Skarstedt Gallery is delighted to announce an upcoming exhibition of new works by Stefan Rinck opening in East Hampton on July 28th. Titled Semigods of the Jockey Club, the show marks Rinck’s first solo exhibition in New York.

For this exhibition, Rinck has brought to life a new cast of motley characters centered around themes of sports, gambling, and symbols of modern life. Best known for manipulating stones such as diabase, marble, quartzite, and sandstone through traditional hand-carving techniques, the works on view feature Rinck’s signature textured and polished surfaces that allow the works to glisten and gleam as light hits the assorted man-made grooves or crystals inherent in some of the stones. This play of light activates the works with a sense of theatricality, aiding in the narrative elements of his figures. Inspired by French Romanesque, Pre-Columbian, and African sculpture, the works are imbued with an atavistic nature with a decidedly modern twist.

Sports and gambling collide in the layout of the exhibition, which is set up like a racetrack, with some figures about to race one another while others engage as spectators. Forecaster, with the results of the race emblazoned on the back of his mask, looms over the group, ominously aware of the outcome. Many objects on view sport the vestiges of the athletic activities they represent. Chief of the Feather Industry dons a tennis headband out of which sprouts a multitude of feathers, while Lifeguard clutches a ring buoy, his round belly indicating he may not quite be up for the task. Meanwhile, other characters are engaged in more nefarious activities, such as Wrong Bet Rabbit, whose name implies his misfortune while his shoulders slump as he hides his shame behind a mask. Then there is Modernistic Squeezer, whose bluffing strategies are revealed through Miro-inspired smiles and Brancusi-esque forms, or Two-armed bandit, so enamored by the slot machine that the symbols flash in his eyes.

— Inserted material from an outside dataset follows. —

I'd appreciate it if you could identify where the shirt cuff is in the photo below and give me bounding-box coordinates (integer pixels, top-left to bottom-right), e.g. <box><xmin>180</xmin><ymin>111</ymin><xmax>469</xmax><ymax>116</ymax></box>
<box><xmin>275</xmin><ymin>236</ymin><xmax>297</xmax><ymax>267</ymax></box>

With a total of twenty-four works, the exhibition also features creatures who expand upon Rinck’s previous investigations into popular culture and contemporary society, embedding his pieces with references to film, mythology, art history, French culture, and literature. Marcel Proust’s multi-volume magnum opus, In Search of Lost Time, serves as a thread that ties many of the exhibition’s elements together. The title Semigods of the Jockey Club is itself is a subtle reference to Charles Swann, a primary character in the story whose membership in the prestigious Jockey Club indicates his stature in society, which slowly falters as political and personal events progress throughout the book. The Jockey Club, a real-life gentleman’s club based in Paris, was originally founded as an authority on horse racing and breeding, linking the cultural elements latent within these objects to those which overtly symbolize sports and gambling. Likewise, Proust’s exploration of involuntary memory speaks to Rinck’s deft ability to harken back to another time and place while remaining firmly in the present, shifting timelines with unique ease and making his style as necessary to the meaning of his works as the actions and titles of the characters he creates.